Seasonal depression can be genetic and you may be more likely to be affected if you’re family members have it. Seasonal depression runs in my family. My sister, dad and I all have it so wintertime can be a little rough sometimes in my house. Everyone’s constantly in a bad mood and though we try not to take it out on each other, sometimes it just happens.

Though there’s not really a “cure”, there are some treatments that can help. Some people seek therapy which can improve symptoms. My dad works out and he’s found that it helps a lot with his seasonal depression. Sometimes it can be hard to get out of the house and go to the gym but he’s usually in a better mood when he gets back.

Seasonal depression can be a cause of the loss of sunlight during the winter. We have less daylight which for most people means less vitamin D. Some ways I’ve heard of people dealing with seasonal depression are by taking vitamin D supplements or using a tanning bed.
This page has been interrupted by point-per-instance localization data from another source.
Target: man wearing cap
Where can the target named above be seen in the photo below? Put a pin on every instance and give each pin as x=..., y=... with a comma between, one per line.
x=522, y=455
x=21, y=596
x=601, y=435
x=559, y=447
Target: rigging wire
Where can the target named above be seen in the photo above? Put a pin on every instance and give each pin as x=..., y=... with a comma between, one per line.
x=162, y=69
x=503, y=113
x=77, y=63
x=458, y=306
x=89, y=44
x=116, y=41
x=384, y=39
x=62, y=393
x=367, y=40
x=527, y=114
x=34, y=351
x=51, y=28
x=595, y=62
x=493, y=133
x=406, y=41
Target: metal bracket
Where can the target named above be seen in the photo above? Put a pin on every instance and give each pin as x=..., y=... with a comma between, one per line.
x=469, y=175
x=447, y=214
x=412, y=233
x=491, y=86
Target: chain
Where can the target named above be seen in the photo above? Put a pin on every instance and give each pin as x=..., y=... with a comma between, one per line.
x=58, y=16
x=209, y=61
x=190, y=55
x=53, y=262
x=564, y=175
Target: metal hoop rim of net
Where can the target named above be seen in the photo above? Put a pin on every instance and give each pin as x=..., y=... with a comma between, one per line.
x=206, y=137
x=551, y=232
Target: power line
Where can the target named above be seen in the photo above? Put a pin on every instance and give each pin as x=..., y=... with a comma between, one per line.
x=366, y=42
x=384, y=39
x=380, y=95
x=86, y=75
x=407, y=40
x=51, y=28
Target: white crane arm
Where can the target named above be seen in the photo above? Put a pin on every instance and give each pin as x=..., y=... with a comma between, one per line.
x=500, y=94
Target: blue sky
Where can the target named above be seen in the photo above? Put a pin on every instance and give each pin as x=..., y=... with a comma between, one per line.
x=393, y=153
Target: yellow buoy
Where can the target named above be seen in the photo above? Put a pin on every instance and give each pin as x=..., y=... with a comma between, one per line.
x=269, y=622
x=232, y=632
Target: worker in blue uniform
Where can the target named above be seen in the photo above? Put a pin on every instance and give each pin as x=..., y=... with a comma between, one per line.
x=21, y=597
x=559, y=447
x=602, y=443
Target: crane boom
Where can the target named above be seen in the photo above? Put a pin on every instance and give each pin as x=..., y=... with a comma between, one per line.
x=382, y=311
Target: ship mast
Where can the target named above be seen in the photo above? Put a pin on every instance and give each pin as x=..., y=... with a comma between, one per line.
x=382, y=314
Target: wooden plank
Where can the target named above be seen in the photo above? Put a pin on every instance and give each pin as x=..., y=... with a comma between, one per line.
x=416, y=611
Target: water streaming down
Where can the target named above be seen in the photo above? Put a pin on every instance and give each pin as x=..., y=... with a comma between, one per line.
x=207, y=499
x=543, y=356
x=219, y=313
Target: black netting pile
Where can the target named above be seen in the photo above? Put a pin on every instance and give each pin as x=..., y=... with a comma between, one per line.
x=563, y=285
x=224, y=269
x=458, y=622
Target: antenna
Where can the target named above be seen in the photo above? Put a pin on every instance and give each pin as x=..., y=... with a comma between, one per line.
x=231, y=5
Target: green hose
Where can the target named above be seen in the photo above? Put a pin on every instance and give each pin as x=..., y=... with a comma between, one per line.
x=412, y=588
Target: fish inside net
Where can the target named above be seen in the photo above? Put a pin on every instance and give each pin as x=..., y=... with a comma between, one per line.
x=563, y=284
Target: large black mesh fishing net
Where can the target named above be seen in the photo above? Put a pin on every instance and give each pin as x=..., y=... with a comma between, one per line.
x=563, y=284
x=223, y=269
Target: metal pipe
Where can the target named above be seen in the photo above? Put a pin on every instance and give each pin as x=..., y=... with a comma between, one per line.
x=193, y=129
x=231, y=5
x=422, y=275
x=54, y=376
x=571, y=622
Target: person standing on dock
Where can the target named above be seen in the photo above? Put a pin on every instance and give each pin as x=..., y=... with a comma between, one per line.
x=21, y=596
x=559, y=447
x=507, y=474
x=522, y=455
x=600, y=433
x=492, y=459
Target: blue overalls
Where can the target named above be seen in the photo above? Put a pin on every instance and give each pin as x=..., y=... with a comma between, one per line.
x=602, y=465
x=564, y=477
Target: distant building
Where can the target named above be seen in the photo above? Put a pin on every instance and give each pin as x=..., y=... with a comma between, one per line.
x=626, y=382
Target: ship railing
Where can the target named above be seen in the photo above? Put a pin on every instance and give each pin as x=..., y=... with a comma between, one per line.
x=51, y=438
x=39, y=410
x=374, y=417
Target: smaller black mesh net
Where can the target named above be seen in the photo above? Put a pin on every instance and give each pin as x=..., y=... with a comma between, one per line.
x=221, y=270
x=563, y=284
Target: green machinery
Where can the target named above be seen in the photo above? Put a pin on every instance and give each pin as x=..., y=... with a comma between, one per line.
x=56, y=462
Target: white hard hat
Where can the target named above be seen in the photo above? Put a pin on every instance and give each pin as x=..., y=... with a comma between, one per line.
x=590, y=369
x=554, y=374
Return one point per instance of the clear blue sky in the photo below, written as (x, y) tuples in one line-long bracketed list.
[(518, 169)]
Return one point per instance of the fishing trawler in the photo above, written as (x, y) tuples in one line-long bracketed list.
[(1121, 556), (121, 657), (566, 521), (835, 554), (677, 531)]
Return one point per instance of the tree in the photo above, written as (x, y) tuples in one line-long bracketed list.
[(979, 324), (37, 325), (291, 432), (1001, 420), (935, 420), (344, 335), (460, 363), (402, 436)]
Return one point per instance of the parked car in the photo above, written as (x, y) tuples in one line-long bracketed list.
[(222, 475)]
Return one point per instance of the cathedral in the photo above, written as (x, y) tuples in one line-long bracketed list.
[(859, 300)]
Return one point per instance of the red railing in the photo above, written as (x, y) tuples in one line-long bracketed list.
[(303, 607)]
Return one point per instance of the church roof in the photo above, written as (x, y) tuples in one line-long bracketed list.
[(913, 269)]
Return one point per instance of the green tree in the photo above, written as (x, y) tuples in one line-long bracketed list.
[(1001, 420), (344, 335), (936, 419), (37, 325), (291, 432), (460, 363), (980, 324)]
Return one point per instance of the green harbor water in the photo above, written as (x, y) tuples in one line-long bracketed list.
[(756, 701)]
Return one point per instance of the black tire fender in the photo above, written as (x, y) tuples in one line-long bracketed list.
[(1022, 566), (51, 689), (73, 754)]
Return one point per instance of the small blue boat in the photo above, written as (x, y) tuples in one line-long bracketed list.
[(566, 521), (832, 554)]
Sometimes I have to force myself to go out with my friends even when I don’t feel like it. Part of me knows I’m going to regret it and I’m going to feel left out if I stay home. It’s almost like I feel as if I have an angel on one shoulder and a devil on the other side, but in this case, it’s depression on one side and the regular me on the other. The “depression devil” just wants me to stay home every day and sleep. It doesn’t want me to do anything but be sad and lonely. The regular me wants to snap out of it, be social and be happy. 

If you think you have seasonal affective disorder, reach out to someone. Find a way that helps you cope with it. If you are feeling hopeless or lost, just know you are not alone.